Development of analyses for 2⁶⁰⁰⁰ variants

Many software systems provide a large number of configuration options to adapt the behavior of a system to different requirements and use cases. Such variant-rich systems pose a great challenge to the quality assurance of software systems. Due to the possible combinatorics, a “brute force” assurance of every single possible variant is not an option.

The Linux kernel, for example, offers more than 6000 configuration options. Among them options for different file systems (EXT3, EXT4, JFS, XFS, Btrfs, …), various USB devices, numerous processor types and many more. With their help, in theory, up to 2⁶⁰⁰⁰ Linux kernel variants for smartphones, routers, high-performance computers or standard PCs can be created at the push of a button. Even though the actual number of Linux kernel variants is lower due to dependencies between configuration options, it is still in an astronomically large range.

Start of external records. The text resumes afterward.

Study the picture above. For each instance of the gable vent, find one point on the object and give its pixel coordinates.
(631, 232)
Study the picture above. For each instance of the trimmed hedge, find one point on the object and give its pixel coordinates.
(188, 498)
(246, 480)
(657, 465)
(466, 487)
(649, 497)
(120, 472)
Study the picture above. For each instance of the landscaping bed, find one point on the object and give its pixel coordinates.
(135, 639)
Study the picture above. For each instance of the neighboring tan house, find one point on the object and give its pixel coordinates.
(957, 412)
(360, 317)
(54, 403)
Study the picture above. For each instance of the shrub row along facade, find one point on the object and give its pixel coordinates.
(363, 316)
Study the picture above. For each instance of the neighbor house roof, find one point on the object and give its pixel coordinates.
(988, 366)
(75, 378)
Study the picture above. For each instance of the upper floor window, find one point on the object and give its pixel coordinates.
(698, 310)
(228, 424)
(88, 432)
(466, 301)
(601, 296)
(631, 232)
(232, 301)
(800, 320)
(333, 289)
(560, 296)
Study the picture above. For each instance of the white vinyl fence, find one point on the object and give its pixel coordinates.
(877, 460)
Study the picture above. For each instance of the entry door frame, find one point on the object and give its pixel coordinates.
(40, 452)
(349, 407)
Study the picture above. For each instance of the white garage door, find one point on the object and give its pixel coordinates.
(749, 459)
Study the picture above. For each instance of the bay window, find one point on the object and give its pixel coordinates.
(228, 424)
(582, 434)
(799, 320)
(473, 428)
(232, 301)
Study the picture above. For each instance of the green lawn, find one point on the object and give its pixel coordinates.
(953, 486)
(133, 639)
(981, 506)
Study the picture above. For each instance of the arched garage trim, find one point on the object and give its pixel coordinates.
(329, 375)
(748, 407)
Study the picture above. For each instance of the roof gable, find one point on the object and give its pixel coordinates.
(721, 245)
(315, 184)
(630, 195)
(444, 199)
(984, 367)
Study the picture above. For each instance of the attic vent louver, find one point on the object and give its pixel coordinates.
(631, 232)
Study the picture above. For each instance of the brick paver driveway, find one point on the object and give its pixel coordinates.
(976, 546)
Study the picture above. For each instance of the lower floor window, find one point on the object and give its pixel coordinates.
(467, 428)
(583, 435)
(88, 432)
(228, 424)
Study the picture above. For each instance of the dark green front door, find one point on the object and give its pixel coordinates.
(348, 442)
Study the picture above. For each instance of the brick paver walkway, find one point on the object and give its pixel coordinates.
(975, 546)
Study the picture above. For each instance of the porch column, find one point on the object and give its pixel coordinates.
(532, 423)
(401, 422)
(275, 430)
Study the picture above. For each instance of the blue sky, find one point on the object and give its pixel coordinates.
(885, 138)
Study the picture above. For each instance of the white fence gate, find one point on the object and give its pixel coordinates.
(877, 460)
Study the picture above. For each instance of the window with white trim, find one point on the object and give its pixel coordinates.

Implementing Variability with the C Preprocessor

Variability is implemented in the Linux kernel using the C preprocessor (cpp). The C preprocessor is a simple text processing tool and an essential part of software development in C (through integration with C compilers). Software developers can use so-called directives to provide specifications for text processing.

In the context of implementing variant-rich systems, developers use directives such as #ifdef to encode variable code fragments. #ifdef directives behave like normal if statements of C, except that they are evaluated by the preprocessor to compile (translate) a program. If the expressions contained in #ifdef directives (a logical combination of configuration options) evaluate to true the code fragment remains in the generated variant. Otherwise, it is removed by the preprocessor.

Let us look at the following example of a configurable function implementation in C (for presentation purposes, the preprocessor directives #ifdef and #endif are shown inline):

C-Beispiel

1int foo(int a #ifdef X, int b #endif) {
2  int c = a;
3  if (c) {
4    c = 1;
5#ifdef Y c = c+b; #endif
6  }
7  return c;
8}

The function implementation can be configured by the X and Y options. The two options control the presence or absence of two code fragments. Option Y controls the function parameter int b. Option Y controls the assignment c = c+b. Based on the values for X and Y (either true/1 or false/0) four different variants of the function can be created:

X = false; Y = false;
X = false; Y = true;
X = true; Y = false;
X = true; Y = true;

#ifdef Directives play an important role in the implementation of variability in C source code, and so #ifdef directives are used in many software systems written in C. Among them, for example:

The database system PostgreSQL,
The version control system Subversion (SVN),
The cryptographic library OpenSSL,
The text editor VIM,
The Python programming language,
The web server Apache,
and many more.

The number of configuration options in these runs into the hundreds/thousands. The combinatorics of true and false for different configuration options quickly creates an astronomically large number of different variants that can be created from a single, configurable system by generation. The validation of these variants is a major challenge because, if possible, all variants should be fully validated for the delivery of the system. Errors can arise quite quickly during the development of a variant-rich system.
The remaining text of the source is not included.